Von all den Vorschlägen, die Alfred Gusenbauer in seiner Zeit als Oppositionspolitiker gemacht hat, war es wohl der menschlich einfühlsamste und ökonomisch am weitesten in die Zukunft weisende: Jedes Kind, das in Österreich die Schulpflicht erreicht, soll zu diesem Zeitpunkt bereits die Unterrichtssprache Deutsch so weit beherrschen, dass es dem Unterricht auch folgen kann. Das ist nicht nur eine Voraussetzung für eine sinnvolle Integration der Kinder mit Migrationshintergrund in unseren österreichischen Schulalltag - es ist auch die beste Basis dafür, dass die Schulkinder von heute in ein, zwei Jahrzehnten beruflich erfolgreich sein können.

Lernen müssen sie sowieso selber. Aber die Grundlage dafür soll schon gelegt werden, bevor sie in die Volksschule kommen.

Kinder benachteiligt

Die Koalition führt uns allerdings vor, wie man aus einem solchen guten Vorschlag einen Streitfall macht - und am Ende womöglich jene Kinder benachteiligt, deren Sprachkenntnisse durchaus zufrieden stellend wären. Aus der Sorge, die eine oder andere Familie könne sich diskriminiert fühlen, wenn man ihr fünfjähriges Kind in die Vorschule schickt, um erst einmal die deutsche Sprache zu lernen, wurde die Idee einer Vorschulpflicht für alle geboren - technisch wäre das eine Ausweitung der Schulpflicht auf eine monothematische Schule für Fünfjährige, deren einziges Unterrichtsfach Deutsch wäre.

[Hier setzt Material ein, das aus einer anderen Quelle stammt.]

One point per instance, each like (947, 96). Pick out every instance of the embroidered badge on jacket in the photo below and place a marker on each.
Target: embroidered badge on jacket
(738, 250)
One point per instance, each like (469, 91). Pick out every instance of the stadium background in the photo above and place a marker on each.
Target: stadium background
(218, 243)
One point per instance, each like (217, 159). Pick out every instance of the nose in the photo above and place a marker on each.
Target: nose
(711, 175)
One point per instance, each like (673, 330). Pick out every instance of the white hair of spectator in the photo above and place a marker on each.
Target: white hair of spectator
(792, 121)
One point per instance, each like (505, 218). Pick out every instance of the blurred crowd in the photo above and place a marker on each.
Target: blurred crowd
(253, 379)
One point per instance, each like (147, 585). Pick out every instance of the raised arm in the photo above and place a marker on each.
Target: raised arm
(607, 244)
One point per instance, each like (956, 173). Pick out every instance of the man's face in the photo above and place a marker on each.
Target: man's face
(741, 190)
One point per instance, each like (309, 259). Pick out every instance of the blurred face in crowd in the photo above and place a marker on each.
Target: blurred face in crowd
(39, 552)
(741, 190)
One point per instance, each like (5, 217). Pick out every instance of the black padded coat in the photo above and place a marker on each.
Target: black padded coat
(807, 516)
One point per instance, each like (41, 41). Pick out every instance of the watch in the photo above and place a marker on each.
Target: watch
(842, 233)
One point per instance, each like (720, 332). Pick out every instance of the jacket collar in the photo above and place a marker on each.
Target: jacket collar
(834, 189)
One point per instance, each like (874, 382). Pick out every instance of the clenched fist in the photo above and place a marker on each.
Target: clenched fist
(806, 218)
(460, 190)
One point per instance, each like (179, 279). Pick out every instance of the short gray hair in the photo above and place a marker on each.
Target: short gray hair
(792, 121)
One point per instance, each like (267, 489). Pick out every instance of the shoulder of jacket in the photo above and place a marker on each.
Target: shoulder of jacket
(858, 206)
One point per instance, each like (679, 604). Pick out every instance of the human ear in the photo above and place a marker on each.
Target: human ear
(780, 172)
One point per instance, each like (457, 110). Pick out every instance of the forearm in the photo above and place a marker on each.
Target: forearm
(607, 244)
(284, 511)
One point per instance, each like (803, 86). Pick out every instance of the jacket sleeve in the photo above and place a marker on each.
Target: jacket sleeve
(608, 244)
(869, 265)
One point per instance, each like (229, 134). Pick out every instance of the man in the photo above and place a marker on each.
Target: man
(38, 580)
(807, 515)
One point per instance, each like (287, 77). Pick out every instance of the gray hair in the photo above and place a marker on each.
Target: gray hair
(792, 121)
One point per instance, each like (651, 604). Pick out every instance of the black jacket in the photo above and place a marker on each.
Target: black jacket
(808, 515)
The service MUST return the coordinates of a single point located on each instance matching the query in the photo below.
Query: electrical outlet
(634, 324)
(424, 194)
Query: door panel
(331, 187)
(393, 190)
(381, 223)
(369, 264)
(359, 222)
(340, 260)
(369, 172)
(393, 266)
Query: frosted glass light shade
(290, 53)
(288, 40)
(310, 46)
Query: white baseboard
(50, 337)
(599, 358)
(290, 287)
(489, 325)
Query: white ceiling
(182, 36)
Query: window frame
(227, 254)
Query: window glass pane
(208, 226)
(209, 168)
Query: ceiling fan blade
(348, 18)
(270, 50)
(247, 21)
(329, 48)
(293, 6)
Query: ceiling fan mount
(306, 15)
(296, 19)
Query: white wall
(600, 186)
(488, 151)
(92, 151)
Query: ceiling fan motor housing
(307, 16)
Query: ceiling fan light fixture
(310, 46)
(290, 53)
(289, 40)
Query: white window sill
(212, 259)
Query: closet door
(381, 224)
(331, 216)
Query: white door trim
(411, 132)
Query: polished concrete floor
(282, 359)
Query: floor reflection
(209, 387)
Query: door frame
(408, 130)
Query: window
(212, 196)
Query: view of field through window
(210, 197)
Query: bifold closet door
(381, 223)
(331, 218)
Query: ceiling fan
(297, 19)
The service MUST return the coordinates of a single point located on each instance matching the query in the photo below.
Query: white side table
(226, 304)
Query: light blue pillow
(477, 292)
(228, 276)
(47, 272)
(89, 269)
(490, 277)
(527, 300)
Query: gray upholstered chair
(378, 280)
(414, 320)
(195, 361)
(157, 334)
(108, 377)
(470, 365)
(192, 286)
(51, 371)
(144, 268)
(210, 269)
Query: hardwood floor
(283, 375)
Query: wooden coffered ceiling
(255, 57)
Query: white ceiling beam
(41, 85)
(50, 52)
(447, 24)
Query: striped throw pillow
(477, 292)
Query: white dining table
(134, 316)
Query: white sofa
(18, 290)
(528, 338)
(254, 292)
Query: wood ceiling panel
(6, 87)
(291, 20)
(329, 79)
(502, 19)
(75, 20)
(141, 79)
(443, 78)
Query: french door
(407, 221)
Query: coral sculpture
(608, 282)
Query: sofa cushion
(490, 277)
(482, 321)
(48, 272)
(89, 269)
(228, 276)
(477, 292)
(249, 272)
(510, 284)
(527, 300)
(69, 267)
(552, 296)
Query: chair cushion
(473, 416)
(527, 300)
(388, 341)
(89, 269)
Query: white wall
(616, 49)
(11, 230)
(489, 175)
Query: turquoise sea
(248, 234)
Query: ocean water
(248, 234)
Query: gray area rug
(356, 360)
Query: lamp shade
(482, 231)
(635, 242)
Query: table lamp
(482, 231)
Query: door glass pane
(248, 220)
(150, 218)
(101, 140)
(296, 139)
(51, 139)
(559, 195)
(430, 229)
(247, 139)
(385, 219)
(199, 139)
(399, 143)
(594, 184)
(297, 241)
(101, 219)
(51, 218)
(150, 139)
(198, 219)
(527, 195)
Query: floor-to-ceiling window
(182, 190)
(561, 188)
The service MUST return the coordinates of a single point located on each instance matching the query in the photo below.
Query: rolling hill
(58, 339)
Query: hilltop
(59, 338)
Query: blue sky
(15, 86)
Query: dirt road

Das wäre nützlich für die, die tatsächlich mit der deutschen Sprache Schwierigkeiten haben. Und ziemlich fad für die Mehrheit der Kinder, die daheim gutes Deutsch gelernt hat. Wobei sich zeigen würde, dass die Sprachkenntnisse keineswegs entlang der Linien von geografischer Abstammung verteilt sind, sondern viel mehr mit dem sozialen Hintergrund zu tun haben.

Kindergartenpädagogen wissen, dass ein paar Stunden im Kindergarten (oder in der Vorschule) nicht ersetzen können, was Eltern daheim versäumen. Ein Kind, mit dem die Eltern daheim nicht kommunizieren, wird auch in einer Vorschule nur schwer die sprachliche Entwicklung nachholen können. Dabei ist es nicht gar so wichtig, ob mit einem Kleinkind daheim in türkischer, serbischer oder deutscher Sprache geredet wird - wichtig ist, dass mit dem Kind überhaupt geredet wird, dass ihm daheim Geschichten vorgelesen werden und der Fernsehapparat nicht die einzige Quelle des Spracherwerbs ist.

Bemühen um das Kind

Es geht um den respektvollen Umgang mit dem Kind - und um den Willen der Eltern, es zu fördern. In alten, immer noch gültigen bürgerlichen Werten ausgedrückt: "Das Kind soll es einmal besser haben." Und dafür muss man sich um das Kind bemühen. Viele Eltern tun das - jedenfalls so gut sie können. Sie bringen schon kleine Kinder in mathematische Früherziehung, in Musikkurse, in Ballettschulen. Sie lesen ihnen stundenlang vor und diskutieren mit ihnen Tag für Tag.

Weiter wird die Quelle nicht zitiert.